Parte 3
Tomé la lonchera porque no tenía ni idea de qué más hacer. Dentro había un sobre con mi nombre escrito con la letra temblorosa de la señora Rhode y una llave metálica sencilla. Me temblaban las manos incluso antes de abrir la carta.
James,
Probablemente estés enojado porque parecía que no te dejé nada. Pero créeme, lo que preparé para ti importará más que una casa.
Sé que al principio aceptaste ayudarme por el dinero, y no te culpo por eso. Pero entre las compras, las cenas quemadas y la televisión horrible, te convertiste en el hijo que encontré demasiado tarde en la vida.
Caí de rodillas. Se había preocupado. Leí el resto entre lágrimas.
Una vez me dijiste que querías seguir con el restaurante. Así que ahora, una parte te pertenece.
Mo
Hace meses, hablé en privado con Joe y compré una parte del restaurante a tu nombre. Aceptó ser tu mentor y enseñarte a administrar un negocio correctamente. La llave es para el restaurante.
Una casa puede derrumbarse. El dinero puede desaparecer. Pero espero que esto te dé algo más fuerte.
Una razón para soñar.
No recuerdo haberme levantado. Un momento estaba en el suelo llorando por esa carta. Al siguiente, corría hacia el restaurante con la llave apretada en el puño. Había silencio cuando entré, ese lento espacio entre el desayuno y el almuerzo. Joe estaba detrás del mostrador, rellenando los dispensadores de azúcar. Levantó la vista. Yo le mostré la llave.
—¿Es verdad?
Joe dejó el azucarero lentamente.
—Sí.
Metió la mano debajo del mostrador y sacó una carpeta. Dentro había documentos legales con mi nombre impreso. Porcentajes de propiedad. Documentos bancarios. Firmas. Todo oficial. Todo real. Reí y lloré al mismo tiempo, lo cual fue humillante, pero estaba demasiado abrumada como para importarme. Joe me observó un instante, su rostro se suavizó con esa discreción que los hombres duros intentan ocultar.
—Estaba orgullosa de ti —dijo en voz baja—. Lo sabes, ¿verdad?
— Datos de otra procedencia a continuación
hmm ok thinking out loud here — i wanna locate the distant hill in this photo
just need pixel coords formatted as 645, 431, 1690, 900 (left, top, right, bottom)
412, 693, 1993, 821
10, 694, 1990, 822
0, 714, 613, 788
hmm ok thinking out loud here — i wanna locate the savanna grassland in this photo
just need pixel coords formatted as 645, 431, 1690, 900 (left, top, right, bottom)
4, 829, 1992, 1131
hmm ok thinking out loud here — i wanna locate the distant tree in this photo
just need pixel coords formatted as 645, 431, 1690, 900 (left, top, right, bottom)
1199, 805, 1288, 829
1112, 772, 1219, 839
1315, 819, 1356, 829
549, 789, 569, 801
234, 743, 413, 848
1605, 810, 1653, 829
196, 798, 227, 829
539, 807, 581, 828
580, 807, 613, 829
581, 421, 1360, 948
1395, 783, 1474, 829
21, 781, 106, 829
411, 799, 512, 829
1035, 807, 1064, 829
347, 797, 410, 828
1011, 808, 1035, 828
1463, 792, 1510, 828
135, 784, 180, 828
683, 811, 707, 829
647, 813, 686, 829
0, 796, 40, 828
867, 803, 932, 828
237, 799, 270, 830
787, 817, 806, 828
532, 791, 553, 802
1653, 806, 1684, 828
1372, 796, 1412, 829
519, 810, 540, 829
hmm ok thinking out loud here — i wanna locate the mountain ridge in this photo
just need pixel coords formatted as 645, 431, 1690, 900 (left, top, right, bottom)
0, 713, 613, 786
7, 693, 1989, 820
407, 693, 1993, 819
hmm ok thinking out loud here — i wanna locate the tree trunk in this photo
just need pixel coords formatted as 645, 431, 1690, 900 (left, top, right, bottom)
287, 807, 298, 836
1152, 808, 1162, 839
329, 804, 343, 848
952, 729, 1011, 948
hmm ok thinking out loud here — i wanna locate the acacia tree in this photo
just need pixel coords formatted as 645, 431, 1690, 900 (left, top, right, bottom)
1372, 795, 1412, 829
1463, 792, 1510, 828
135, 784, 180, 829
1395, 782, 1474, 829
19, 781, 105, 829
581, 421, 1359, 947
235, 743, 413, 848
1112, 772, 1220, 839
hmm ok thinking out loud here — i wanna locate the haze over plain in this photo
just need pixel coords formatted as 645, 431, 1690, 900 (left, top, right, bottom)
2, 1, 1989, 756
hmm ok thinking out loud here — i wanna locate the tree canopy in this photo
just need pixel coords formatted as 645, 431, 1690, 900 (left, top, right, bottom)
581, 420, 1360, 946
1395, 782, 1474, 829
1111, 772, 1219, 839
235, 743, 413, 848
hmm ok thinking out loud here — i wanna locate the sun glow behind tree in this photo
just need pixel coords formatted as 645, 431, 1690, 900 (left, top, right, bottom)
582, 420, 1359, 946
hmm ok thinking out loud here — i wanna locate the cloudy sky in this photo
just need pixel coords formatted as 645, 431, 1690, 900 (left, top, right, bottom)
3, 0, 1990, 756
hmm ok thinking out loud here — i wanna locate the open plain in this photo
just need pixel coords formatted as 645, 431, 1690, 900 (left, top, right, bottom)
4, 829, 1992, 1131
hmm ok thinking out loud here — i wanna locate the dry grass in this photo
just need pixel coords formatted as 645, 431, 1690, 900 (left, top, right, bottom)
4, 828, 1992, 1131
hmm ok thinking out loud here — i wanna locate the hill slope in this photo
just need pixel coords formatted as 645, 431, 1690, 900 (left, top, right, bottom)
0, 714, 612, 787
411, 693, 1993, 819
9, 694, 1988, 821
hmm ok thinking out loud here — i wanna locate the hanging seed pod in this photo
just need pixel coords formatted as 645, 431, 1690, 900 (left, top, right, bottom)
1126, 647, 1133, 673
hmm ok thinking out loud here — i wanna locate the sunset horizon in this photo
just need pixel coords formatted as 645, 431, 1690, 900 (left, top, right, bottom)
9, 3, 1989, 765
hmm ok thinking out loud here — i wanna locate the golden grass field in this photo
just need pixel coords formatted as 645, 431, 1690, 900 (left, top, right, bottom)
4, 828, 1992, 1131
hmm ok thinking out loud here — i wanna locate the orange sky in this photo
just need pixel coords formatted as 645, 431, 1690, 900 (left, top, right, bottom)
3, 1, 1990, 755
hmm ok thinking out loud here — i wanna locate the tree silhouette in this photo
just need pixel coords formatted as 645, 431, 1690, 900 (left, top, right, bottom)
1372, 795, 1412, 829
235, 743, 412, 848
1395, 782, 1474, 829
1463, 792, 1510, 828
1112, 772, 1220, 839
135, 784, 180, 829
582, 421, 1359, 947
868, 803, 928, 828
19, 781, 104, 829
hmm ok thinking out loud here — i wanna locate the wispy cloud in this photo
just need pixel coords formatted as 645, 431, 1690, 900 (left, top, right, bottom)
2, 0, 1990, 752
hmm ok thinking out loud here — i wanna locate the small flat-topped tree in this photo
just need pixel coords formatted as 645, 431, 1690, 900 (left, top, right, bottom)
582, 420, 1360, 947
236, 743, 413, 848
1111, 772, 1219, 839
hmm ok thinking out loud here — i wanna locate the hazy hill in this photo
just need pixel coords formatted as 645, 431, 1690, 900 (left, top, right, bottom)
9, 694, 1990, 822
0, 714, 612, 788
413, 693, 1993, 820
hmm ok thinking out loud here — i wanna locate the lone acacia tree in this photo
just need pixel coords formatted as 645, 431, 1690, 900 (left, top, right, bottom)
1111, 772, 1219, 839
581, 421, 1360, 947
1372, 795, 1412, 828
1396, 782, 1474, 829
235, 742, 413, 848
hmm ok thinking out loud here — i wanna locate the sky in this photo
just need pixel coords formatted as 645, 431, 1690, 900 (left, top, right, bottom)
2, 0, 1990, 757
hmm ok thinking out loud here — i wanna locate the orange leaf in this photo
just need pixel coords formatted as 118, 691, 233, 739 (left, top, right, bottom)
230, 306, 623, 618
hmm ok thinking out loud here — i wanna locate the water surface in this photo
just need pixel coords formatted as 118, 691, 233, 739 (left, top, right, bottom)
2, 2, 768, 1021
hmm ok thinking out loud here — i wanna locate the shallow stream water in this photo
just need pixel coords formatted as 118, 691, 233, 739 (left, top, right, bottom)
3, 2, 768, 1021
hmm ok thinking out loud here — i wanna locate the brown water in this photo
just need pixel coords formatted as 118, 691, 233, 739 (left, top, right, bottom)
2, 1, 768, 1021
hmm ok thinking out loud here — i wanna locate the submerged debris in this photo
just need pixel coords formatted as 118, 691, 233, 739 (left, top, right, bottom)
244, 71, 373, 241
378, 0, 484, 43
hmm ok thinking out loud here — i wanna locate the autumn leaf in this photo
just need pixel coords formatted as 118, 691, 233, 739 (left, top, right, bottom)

Me tapé los ojos con una mano e intenté no derrumbarme en medio del restaurante. Después de un minuto, Joe carraspeó.
—Bueno, basta ya. Abrimos a las cinco mañana. Espero que estés lista para aprender a administrar un restaurante, compañera.
Algo dentro de mí cambió entonces. Fue sutil, pero me recorrió como un rayo. Por primera vez en mi vida, no pensaba en cómo sobrevivir la semana siguiente. Pensaba en el futuro.